Pojokhukum.com – Saat ini kita dimudahkan untuk mencari suatu data maupun  informasi, dengan bantuan search engine google kita mampu mendapatkan data dan informasi yang kita kehendaki.

Namun perlu diketahui, setiap data dan informasi yang berkaitan dengan pribadi seseorang akan dilindungi oleh undang-undang, sehingga tidak semua orang dapat memanfaatkannya dengan begitu saja. Itulah yang tertulis di Undang-undang Perlindungan Data Pribadi (UU PDP).

Menurut UU PDP, data pribadi itu terbagi menjadi dua, yaitu Data pribadi yang bersifat Spesifik dan data pribadi yang bersifat Umum. 

Untuk data pribadi bersifat umum seperti nama lengkap, jenis kelamin, kewarganegaraan, agam, status perkawinan, dan Data Pribadi yang dikombinasikan mengidentifikasi sesemanusia.

Sedangkan data yang bersifat spesifik yaitu data tentang kesehatan, biometrik, genetika, catatan kejahatan, data anak, keuangan pribadi dan atau, data lainnya sesuai dengan ketentuan peraturan perundang-undangan.

Perlindungan atas data pribadi pun ditegaskan kembali pada pasal 28 huruf G ayat (1) Undang-undang dasar yaitu “Bahwa setiap manusia berhak atas perlindungan diri pribadi, keluarga, kehormatan, martabat, dan harta benda yang di bawah kekuasaannya, serta berhak rasa aman dan perlindungan dari ancaman ketakutan untuk berbuat atau tidak berbuat sesuatu yang merupakan hak asasi”.

Sehingga, setiap orang yang berusaha mengakses data pribadi milik orang secara melawan hukum menyebarkan dengan maksud menguntungkan diri sendiri atau orang lain dapat di Pidana.

Selain itu, penyebarluasan nomor Handphone, bukti chat, atau foto, meski masuk dalam kategori data pribadi yang bersifat umum, namun dalam penyebarluasannya haruskah seizin dari pemilik data.

Selanjutnya, UU PDP mengatur bahwa setiap orang yang mengakses, mengumpulkan, data pribadi secara melawan hukum dan dapat mengakibatkan kerugian bagi pemilik data, dipidana penjara selama 5 tahun dan denda sebanyak Rp5.000.000.000,00 (lima miliar rupiah).

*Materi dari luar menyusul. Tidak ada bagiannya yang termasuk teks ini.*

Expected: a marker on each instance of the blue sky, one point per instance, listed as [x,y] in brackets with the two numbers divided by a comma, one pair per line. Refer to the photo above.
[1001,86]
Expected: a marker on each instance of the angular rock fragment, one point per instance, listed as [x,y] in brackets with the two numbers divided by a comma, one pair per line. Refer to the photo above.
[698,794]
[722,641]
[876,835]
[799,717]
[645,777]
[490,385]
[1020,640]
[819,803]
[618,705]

Sedangkan jika data tersebut diungkap  dimuka umum, dipidana penjara selama 4 tahun dan denda paling banyak Rp4.000.000.000,00 (empat miliar rupiah).

Tak hanya UU PDP, dalam Undang-undang Informasi Transaksi Elektronik pun menegaskan, bahwa menyebarluaskan data pribadi sesama manusia tanpa izin akan dipidana selama 10 tahun dan denda Rp5.000.000.000,00 (lima miliar rupiah).

Untuk diketahui, dikutip dari katadata.id saat ini Indonesia masuk 10 besar negara dengan jumlah kasus kebocoran data terbanyak di internet. Menurut data perusahaan keamanan siber Surf Shark, ada 1,04 juta akun yang mengalami kebocoran data di Tanah Air selama kuartal II 2022, atau melonjak 143% dari kuartal I 2022 (quarter to quarter/qtq). Adapun sejak 2004, terdapat 120,9 juta akun pengguna yang bocor di Tanah Air.

Kejadian itu memposisikan Indonesia di urutan ke 8 dari 10 negara yang tidak aman secara global, dan menjadi nomor wahid se Asia tenggara.

Maka, aktifitas pembobolan, penyebarluasan data pribadi secara melawan hukum akan menjadi delik aduan yang setiap pelakunya akan di jerat.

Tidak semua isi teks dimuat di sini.